OBJECTIVE: In a ratmonoiodoacetic acid (MIA)-induced arthritis model, the amount of MIA commonly used was too high, resulting in rapid bone destruction. We examined the effect of MIA concentrations on articular cartilage and infrapatellar fat pad (IFP). We also established an original system for "macroscopic cartilage and bone score" and "IFP inflammation score" specific to the rat MIA-induced arthritis model. DESIGN: Male Wistar rats received a single intra-articular injection of MIA in the knee. The amount of MIA was 0.1, 0.2, 0.5, and 1 mg respectively. Articular cartilage was evaluated at 2-12 weeks. IFP was also observed at 3-14 days. RESULTS: Macroscopically, low MIA doses induced punctate depressions on the cartilage surface, and cartilage erosion proceeded slowly over 12 weeks, while higher MIA doses already induced cartilage erosion at 2 weeks, followed by bone destruction.
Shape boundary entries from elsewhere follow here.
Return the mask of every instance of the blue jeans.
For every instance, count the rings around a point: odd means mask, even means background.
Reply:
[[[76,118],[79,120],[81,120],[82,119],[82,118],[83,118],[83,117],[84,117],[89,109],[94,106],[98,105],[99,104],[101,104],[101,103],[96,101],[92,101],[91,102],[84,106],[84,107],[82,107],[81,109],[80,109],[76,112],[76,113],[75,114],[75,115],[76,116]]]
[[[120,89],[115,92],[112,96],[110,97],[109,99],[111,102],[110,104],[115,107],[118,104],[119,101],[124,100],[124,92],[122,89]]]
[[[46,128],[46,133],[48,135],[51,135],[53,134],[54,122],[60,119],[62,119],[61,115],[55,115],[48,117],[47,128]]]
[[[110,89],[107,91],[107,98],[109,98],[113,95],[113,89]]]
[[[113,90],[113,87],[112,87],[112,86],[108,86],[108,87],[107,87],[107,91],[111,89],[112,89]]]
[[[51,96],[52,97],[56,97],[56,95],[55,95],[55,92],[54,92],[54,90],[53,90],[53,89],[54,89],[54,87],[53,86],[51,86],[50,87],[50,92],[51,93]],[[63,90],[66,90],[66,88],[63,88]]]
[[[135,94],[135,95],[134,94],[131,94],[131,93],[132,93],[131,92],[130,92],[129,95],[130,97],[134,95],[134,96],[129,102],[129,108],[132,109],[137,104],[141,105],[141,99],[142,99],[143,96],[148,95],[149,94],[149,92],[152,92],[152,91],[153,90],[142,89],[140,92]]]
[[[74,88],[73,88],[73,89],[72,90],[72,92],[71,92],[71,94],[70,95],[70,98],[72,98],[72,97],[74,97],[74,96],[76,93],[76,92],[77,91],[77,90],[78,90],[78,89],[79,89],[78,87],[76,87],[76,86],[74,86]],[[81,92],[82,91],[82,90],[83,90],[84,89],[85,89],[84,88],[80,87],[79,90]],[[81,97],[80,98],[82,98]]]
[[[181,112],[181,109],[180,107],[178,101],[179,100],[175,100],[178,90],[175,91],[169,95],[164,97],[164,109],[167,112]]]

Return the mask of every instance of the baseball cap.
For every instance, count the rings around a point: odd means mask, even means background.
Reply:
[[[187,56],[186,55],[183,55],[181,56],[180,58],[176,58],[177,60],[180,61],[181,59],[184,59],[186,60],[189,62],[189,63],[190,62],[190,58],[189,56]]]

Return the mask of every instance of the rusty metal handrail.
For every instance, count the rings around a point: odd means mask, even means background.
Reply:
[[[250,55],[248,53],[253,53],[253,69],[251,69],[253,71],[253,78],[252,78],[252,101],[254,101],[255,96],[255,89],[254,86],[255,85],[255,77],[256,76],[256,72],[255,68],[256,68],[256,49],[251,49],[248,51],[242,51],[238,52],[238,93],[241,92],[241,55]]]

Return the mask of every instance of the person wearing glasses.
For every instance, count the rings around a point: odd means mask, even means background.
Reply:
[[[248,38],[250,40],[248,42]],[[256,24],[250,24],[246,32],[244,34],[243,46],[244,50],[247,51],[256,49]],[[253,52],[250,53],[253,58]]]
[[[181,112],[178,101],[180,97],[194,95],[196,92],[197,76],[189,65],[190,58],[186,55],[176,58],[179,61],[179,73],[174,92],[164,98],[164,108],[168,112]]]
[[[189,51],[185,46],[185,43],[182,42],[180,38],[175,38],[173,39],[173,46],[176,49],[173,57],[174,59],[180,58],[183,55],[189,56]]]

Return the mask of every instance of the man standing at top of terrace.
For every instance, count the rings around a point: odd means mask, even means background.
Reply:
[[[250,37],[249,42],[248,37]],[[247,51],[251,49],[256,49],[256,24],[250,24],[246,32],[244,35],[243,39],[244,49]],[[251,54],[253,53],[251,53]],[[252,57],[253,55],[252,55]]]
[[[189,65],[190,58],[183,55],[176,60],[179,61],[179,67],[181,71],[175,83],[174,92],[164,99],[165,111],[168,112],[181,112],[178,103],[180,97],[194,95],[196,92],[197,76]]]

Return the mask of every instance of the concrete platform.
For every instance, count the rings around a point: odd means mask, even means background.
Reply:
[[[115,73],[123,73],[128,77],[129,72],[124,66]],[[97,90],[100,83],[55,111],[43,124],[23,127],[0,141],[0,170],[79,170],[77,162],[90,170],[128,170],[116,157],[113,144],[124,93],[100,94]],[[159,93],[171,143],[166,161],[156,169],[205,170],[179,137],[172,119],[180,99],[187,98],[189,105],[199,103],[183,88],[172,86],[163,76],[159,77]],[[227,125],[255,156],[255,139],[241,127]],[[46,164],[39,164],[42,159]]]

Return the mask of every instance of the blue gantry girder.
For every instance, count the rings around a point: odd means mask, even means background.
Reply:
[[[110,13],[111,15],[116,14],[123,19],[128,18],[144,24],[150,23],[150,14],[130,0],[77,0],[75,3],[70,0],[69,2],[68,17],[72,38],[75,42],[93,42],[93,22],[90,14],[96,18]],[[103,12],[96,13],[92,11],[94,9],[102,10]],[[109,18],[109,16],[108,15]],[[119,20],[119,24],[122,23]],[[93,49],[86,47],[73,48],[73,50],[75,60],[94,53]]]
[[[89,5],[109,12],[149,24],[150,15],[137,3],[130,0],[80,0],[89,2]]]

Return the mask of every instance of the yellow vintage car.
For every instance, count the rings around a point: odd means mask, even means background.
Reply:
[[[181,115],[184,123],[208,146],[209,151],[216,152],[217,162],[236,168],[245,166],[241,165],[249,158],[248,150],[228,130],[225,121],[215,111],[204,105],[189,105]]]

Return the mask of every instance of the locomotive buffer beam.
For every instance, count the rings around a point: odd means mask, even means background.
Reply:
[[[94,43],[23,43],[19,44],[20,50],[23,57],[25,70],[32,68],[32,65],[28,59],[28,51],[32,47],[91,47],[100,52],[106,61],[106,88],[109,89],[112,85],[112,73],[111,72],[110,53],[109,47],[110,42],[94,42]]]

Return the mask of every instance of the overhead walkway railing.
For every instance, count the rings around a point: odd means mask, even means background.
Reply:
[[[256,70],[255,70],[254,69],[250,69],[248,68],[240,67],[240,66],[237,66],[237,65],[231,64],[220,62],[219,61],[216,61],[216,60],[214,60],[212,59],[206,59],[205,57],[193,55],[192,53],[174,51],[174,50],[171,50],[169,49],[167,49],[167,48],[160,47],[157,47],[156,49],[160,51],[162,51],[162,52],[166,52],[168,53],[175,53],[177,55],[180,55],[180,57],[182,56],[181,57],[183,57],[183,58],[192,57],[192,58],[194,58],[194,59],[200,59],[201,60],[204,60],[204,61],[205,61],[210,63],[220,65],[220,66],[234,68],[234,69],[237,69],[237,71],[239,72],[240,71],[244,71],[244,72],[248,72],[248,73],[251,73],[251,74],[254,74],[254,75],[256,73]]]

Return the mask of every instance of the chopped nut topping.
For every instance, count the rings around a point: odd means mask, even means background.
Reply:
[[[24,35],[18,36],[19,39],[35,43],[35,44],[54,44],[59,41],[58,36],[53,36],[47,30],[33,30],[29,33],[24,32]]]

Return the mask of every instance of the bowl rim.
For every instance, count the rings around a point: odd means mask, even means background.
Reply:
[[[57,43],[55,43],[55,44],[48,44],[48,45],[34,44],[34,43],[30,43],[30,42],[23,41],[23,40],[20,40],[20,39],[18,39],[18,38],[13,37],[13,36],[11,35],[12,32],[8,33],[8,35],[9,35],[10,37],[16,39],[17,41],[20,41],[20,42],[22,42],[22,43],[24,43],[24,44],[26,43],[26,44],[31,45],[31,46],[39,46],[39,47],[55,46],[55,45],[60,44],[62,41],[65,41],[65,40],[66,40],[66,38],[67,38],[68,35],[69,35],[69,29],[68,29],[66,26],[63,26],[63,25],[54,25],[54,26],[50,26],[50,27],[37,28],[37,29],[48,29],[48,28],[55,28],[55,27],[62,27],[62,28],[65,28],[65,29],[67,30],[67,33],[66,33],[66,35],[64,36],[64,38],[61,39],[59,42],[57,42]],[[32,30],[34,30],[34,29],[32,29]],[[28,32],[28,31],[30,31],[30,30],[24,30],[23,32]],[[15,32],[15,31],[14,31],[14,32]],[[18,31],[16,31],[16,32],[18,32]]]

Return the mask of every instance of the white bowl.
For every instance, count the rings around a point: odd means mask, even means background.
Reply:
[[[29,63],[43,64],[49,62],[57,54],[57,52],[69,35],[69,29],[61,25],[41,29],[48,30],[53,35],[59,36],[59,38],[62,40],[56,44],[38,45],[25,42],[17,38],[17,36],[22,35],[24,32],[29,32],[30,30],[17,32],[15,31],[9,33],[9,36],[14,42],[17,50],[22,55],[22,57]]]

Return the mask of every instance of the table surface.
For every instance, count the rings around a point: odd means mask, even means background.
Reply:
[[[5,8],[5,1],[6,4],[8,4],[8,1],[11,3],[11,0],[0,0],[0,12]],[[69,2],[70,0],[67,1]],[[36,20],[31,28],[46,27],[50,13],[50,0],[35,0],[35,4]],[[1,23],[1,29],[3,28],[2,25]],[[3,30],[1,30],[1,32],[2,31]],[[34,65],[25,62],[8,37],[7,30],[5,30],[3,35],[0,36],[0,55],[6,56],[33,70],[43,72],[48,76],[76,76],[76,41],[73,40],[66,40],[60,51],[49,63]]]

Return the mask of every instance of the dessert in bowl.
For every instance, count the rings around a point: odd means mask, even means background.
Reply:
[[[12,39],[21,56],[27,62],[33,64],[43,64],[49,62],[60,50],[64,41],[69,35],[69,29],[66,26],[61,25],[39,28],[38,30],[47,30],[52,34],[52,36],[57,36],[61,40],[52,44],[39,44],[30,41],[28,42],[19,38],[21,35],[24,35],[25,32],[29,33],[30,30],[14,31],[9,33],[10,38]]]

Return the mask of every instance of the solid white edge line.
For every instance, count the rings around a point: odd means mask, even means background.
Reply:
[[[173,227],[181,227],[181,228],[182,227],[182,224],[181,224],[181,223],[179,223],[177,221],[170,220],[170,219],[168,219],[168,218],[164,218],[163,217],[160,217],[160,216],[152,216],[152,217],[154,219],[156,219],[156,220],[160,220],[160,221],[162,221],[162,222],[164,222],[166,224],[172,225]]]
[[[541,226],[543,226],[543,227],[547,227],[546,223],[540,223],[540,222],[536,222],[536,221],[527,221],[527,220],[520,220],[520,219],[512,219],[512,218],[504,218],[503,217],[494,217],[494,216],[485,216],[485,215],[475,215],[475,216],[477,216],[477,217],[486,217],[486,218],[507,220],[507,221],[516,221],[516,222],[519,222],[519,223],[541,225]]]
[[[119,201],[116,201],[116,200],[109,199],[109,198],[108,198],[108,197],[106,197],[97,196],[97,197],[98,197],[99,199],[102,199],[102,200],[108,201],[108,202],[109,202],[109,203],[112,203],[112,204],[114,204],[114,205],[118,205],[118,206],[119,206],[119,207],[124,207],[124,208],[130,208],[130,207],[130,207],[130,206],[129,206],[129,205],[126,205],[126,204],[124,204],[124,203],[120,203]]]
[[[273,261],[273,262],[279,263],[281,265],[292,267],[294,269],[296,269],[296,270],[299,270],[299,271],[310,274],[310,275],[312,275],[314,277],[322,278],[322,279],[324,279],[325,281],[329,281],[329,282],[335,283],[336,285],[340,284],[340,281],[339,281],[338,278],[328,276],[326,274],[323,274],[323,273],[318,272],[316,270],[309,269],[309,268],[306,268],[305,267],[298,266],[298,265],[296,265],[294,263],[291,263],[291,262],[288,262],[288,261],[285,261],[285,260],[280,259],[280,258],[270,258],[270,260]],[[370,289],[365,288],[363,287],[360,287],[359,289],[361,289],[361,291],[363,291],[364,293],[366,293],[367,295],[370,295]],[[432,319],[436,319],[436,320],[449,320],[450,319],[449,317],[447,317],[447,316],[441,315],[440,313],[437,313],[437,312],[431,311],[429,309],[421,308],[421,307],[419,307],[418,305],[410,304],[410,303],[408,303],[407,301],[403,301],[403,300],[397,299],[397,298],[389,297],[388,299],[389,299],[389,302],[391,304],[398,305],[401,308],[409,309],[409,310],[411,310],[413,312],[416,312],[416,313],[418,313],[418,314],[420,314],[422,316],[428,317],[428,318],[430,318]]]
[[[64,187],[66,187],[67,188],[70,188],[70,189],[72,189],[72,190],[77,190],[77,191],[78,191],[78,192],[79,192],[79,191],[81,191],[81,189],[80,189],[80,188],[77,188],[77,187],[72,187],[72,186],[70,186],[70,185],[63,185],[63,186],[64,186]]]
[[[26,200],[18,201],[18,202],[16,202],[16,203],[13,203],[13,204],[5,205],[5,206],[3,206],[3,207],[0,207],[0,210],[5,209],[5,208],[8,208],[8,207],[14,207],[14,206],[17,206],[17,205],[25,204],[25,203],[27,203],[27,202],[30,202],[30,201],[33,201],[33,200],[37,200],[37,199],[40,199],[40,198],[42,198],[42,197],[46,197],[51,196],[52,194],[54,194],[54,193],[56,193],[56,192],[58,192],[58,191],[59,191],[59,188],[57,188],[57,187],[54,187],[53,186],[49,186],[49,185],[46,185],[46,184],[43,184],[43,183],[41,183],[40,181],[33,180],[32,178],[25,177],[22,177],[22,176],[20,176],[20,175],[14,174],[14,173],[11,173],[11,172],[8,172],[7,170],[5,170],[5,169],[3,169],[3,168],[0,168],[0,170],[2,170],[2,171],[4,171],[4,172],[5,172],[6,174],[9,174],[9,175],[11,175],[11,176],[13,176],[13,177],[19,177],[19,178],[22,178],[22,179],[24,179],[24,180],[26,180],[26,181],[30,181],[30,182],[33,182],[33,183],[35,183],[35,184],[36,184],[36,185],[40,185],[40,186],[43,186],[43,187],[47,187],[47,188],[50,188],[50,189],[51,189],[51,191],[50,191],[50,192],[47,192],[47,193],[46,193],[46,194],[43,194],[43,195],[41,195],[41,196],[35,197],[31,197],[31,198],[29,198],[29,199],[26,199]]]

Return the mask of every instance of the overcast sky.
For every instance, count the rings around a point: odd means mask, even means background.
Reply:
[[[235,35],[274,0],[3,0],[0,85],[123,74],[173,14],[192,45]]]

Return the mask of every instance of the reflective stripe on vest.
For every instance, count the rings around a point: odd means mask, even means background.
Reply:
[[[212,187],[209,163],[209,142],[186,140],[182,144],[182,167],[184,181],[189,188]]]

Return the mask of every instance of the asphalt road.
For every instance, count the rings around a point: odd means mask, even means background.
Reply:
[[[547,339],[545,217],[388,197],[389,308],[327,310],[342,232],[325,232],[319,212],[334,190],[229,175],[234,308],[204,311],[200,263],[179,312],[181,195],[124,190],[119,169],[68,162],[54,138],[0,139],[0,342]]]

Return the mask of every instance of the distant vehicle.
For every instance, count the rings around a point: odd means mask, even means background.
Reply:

MIA macroscopic cartilage and bone score, OARSI histological score, and Mankin score increased in a dose- and time-dependent manner. The IFP inflammation score peaked at 5 days in low dose groups, then decreased, while in high dose groups, the IFP score continued to increase over 14 days due to IFP fibrosis. CONCLUSIONS: Punctate depressions, cartilage erosion, and bone destruction were observed in the MIA-induced arthritis model. The macroscopic cartilage and bone scoring enabled the quantification of cartilage degeneration and demonstrated that MIA-induced arthritis progressed in a dose- and time-dependent manner. IFP inflammation scores revealed that 0.2 mg MIA induced reversible synovitis, while 1 mg MIA induced fibrosis of the IFP body.